PORTLAND — To Mark Johnson, much of Spring Street is a four-lane divided highway to nowhere.

Johnson sees a street largely out of scale with the surrounding environment, a barrier between the upper and lower portions of the city and an uninviting place for pedestrians. And then there are the Jersey barriers, which Johnson says have no place in a self-respecting urban setting.

To imagine what else Spring Street could be, the Portland Society of Architects is inviting its members to brainstorm design ideas today to share with the city.

Johnson, a member of the society’s advocacy committee and a landscape architect at SMRT Inc., describes today’s session as a “what-if” event. It will be held from 4:30 to 8:30 p.m. at the Cumberland County Civic Center meeting room.

Some of the impetus for the gathering actually stems from proposed renovations to the civic center. County voters will decide Nov. 8 on a $33 million bond referendum.
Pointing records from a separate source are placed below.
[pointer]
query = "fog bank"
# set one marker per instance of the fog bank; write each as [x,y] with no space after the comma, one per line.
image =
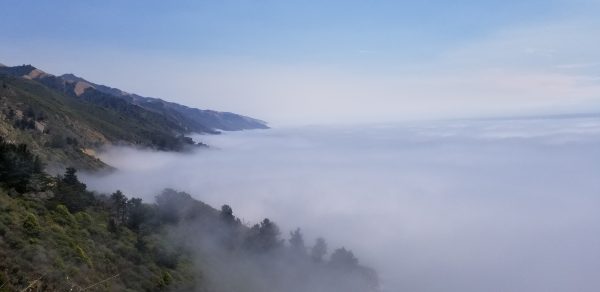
[497,205]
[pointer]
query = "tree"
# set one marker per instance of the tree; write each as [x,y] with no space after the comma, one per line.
[72,193]
[227,214]
[297,242]
[264,237]
[136,213]
[319,250]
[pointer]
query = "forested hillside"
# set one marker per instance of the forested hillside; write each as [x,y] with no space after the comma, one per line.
[55,235]
[65,121]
Paul Stevens, a partner at SMRT Inc. and president of the society, is the architect for the project.

Once a two-lane street with its eastern end at Center Street, Spring Street in its current form is the product of a 1970s urban renewal project that had envisioned a system of ring roads around the city center.

The street is now dominated by the civic center and the Holiday Inn by the Bay. Office developments, parking areas and glimpses of smaller-scale older buildings are part of the view.

“You’ve got this nice, fine-grained urban area all around,” Stevens said. “Wouldn’t it be nice to have more of what makes Portland Portland?”

Ring-road systems were seen as a way to help the inner city survive as the population – and commercial activity – moved to the suburbs.

Franklin Street Arterial was the first part of the ring to be built. High and State streets were turned into one-way roads. The Spring Street Arterial was supposed to connect the Franklin Street Arterial with State Street via Middle Street, but the plan met with opposition.

The four-lane section stopped two blocks short of State Street, at the edge of a new Spring Street Historic District.

Nonetheless, the section starting at Temple Street was cleared for the arterial. Victorian commercial buildings and a row of 19th century houses were demolished. Greater Portland Landmarks moved one residence in the path of the arterial, the Gothic House, to another spot on Spring Street.

Forty years after the arterial’s creation, the area remains a stark urban environment, said Earle Shettleworth Jr., director of the Maine Historic Preservation Commission. Shettleworth was among the founders of Greater Portland Landmarks, which sought the historic district designation that halted the arterial.

Shettleworth does see room for improvement.

“I’m convinced that if you get a group of Portland architects in a room together, they’re going to come up with some very creative ideas,” he said. ” I think it’s by no means too late to consider that. It’s always an open question: how the city can be reinvented and improved?”